Publié le 23 octobre 2012 à 11:16
Alexandre Loukachenko s'adresse à des journalistes après avoir voté aux élections législatives, à Minsk, le 23 septembre 2012.

On dit que l’on peut juger un homme aux personnes qu’il fréquente. Si c’est le cas, les connaissances d’Alexandre Loukachenko – dirigeant de la Biélorussie depuis 1994 – ne présagent rien de rassurant. Il décrit Bachar el-Assad, le président syrien dont le régime est responsable des massacres de Houla et Daraya, comme un homme “formidable”, “civilisé et absolument européen”. Il mentionne parfois le colonel Kadhafi, ainsi que Saddam Hussein. Dans ses bureaux faussement grandioses, à Minsk, il se rappelle les conversations familières qu’il avait avec l’ancien dictateur libyen : “Je lui ai dit : ‘Mouammar, tu dois résoudre toi-même la question de l’Europe !’ Puis il m’a parlé de ses relations avec Sarkozy”. Il se souvient aussi, d’un air sombre, de la façon dont le monde occidental s’est retourné contre lui, ancien allié sur la question irakienne. “*Des émissaires américains sont venus me voir avant la crise en Irak et m’ont demandé de déclarer publiquement qu’il y avait des armes nucléaires dans ce pays. J’ai refusé. Ils ont même ajouté que la Biélorussie en profiterait en termes d’investissements, etc. Il suffisait que je les soutienne. J’ai répondu que c’était impossible car il n’y avait pas d’armes nucléaires dans ce pays. Leur réponse ? ‘On vous croit, mais la machine de guerre est déjà enclenchée, on ne peut plus l’arrêter’. Je peux vous jurer que cette conversation a eu lieu, qu’un homme est venu me voir et que nous avons discuté de cette question ici même.*”

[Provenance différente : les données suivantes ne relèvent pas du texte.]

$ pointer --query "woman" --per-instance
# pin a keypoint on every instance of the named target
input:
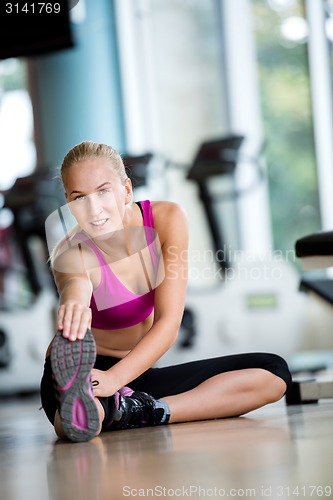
(122, 292)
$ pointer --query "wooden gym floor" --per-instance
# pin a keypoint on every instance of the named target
(275, 452)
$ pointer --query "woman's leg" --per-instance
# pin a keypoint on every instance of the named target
(227, 395)
(225, 386)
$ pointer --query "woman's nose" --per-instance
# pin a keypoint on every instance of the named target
(94, 205)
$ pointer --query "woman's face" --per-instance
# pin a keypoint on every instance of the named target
(96, 196)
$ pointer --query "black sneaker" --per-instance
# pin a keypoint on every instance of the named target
(138, 410)
(71, 364)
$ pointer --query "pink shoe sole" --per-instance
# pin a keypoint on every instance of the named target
(71, 366)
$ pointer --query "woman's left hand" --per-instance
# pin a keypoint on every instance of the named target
(103, 385)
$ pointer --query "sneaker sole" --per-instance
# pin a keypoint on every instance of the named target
(71, 366)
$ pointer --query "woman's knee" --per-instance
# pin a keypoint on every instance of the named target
(273, 386)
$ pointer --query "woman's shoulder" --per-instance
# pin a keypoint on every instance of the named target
(166, 209)
(169, 215)
(74, 257)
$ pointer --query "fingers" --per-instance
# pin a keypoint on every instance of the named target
(74, 320)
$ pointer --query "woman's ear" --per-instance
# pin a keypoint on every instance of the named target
(128, 191)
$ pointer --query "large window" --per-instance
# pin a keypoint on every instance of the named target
(17, 149)
(281, 32)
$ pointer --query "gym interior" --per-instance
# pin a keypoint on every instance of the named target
(225, 107)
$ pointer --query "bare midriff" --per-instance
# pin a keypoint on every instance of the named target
(120, 342)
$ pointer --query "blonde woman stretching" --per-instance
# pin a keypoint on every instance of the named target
(122, 293)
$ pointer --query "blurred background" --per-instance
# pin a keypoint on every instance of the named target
(224, 106)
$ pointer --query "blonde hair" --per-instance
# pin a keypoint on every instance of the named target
(87, 150)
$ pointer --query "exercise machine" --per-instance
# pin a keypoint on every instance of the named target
(27, 310)
(315, 381)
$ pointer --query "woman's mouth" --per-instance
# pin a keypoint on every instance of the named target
(99, 223)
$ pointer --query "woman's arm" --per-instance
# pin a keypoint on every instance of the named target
(172, 228)
(75, 290)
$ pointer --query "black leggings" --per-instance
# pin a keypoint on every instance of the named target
(171, 380)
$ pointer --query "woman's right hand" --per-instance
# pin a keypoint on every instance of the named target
(74, 320)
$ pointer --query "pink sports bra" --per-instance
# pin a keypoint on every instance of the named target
(113, 306)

Bûches en plastique et élections truquées

Il s’appuie sur son dossier et me fixe du regard. Un faux feu brûle dans la cheminée et les bûches en plastique éclairent faiblement son profil gauche. “Il y a deux poids, deux mesures, insiste-t-il non sans raison. *Les Américains veulent nous imposer le système démocratique. Qu’ils aillent installer la démocratie en Arabie saoudite ! Est-ce que mon pays ressemble à l’Arabie saoudite ? Pas du tout ! Pourquoi ne font-ils pas campagne là-bas ? Parce que c’est un connard, mais c’est notre connard*. Vous êtes des bandits. Des bandits démocrates. Vous avez détruit les vies de milliers, voire de millions de personnes [en Irak et en Afghanistan], poursuit-il. Tous les jours, le monde occidental essaie de me rendre démocrate à coup de matraque. Si c’est ça leur démocratie, ils peuvent se la garder !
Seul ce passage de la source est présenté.